Inocel has progressed from an experimental prototype to a product that can be mass produced. ©Inocel

Inocel, a startup established in 2022, has decided to step its operations up a gear by opening its first industrial site in Belfort, France. It specializes in high-power fuel cells for manufacturers and is supported by explorer Mike Horn. It will mass produce its Z300 fuel cell starting in the third quarter of 2024. Inocel aims to be the leader in the promising hydrogen fuel cell market, with the production of 30,000 systems a year by 2030.

In barely a year, Inocel has progressed from an experimental prototype to a product that can be mass produced. The incredible revolutionary fuel cell that has been created is the result of 25 years of research by CEA-Liten. After working with the Inocel team for two years, the startup developed a model that could be mass produced, designed as a turnkey solution for manufacturers. The Z300 fuel cell, a proton exchange membrane fuel cell (PEMFC) that operates using hydrogen, is the most powerful and the most compact currently available on the market, weighing 100 kilos, with a volume of only 110 liters and 300 kilowatts of power (that means it produces 407 horsepower, the equivalent of a 44-tonne truck engine).

The investment, the exact amount of which has not been communicated, is in the region of several hundred million euros according to Inocel, which announced new shareholders and a fund-raising operation. The French state will contribute €8 million. The company can afford to have such lofty ambitions because it has already secured €1 billion in promises of orders, which means that it can envisage the development of its current and future solutions with peace of mind. The team is already working on improvements and a 500kW model in R&D partnership with CEA with the aim of conquering the marine sector.
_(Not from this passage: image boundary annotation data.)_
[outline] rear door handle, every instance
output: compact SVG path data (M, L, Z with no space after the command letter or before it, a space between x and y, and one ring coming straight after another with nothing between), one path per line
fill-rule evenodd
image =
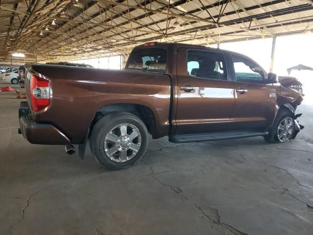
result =
M192 87L190 85L183 85L182 86L179 86L179 89L182 90L185 92L189 92L191 91L194 91L195 90L195 87Z
M245 93L248 92L248 90L245 88L239 88L238 89L236 89L236 92L238 92L241 94L244 94Z

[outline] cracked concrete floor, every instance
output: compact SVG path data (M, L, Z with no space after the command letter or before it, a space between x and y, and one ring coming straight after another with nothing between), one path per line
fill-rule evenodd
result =
M89 149L81 161L28 143L20 101L0 94L1 235L313 234L312 106L299 107L306 128L285 144L163 138L109 171Z

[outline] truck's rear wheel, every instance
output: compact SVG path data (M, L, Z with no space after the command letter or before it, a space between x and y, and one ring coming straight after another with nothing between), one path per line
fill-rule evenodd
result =
M17 78L12 78L11 80L11 83L12 84L17 84L19 83L19 80Z
M145 124L129 113L112 113L94 125L90 138L92 154L111 170L125 169L137 163L148 146Z

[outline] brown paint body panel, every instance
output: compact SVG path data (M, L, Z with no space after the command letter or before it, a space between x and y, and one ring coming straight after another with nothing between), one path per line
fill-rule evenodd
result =
M73 143L83 141L97 111L109 104L146 106L155 116L155 137L168 133L171 82L167 75L45 65L33 65L29 70L49 79L53 93L46 111L33 112L33 119L52 124Z
M33 121L50 124L72 143L80 143L100 108L134 104L152 111L156 122L154 138L158 138L179 134L266 130L271 125L280 107L286 103L295 106L302 100L297 92L281 86L237 82L226 51L179 44L157 44L155 47L167 50L164 74L26 65L28 72L50 80L52 93L50 104L45 111L32 111ZM224 53L228 80L189 75L186 59L189 49ZM185 85L194 87L194 90L179 89ZM247 92L236 92L242 88ZM25 89L29 94L27 81Z

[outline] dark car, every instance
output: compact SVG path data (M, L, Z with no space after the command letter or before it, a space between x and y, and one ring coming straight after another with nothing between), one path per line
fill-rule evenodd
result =
M294 139L302 97L256 62L202 46L149 43L125 70L27 64L19 132L29 142L79 144L112 169L145 154L148 135L176 143L263 136Z

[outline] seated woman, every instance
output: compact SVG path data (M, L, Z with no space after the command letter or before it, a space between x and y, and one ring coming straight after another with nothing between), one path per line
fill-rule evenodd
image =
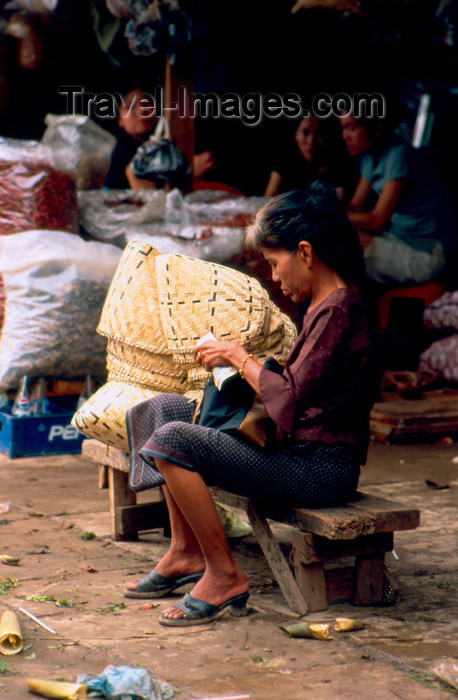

Initially, Inocel will assemble systems for stationary use (power generators) at its prototypes site in Isère (south-east France), the market for which has now reached maturity. As of the end of 2024, the site will be operational at Belfort, in the east of France, and will start fuel cell production for the heavy-duty mobility market (trucks and hydrogen-powered buses). The aim is to produce 10,000 fuel cells in 2027, and 30,000 a year by 2030. Belfort was not chosen at random. This area has set itself the aim of leveraging its strong industrial ecosystem in order to become the hydrogen capital of France, which will provide plenty of local customers for Inocel.

As early as 2026, the maturing heavy ground mobility market is expected to constitute the majority of Inocel’s sales. The reactivity and compactness of the Z300 fuel cell could eventually lead to the end of batteries, which would represent a strong argument in favor of Inocel establishing itself as a leader in this extremely competitive market!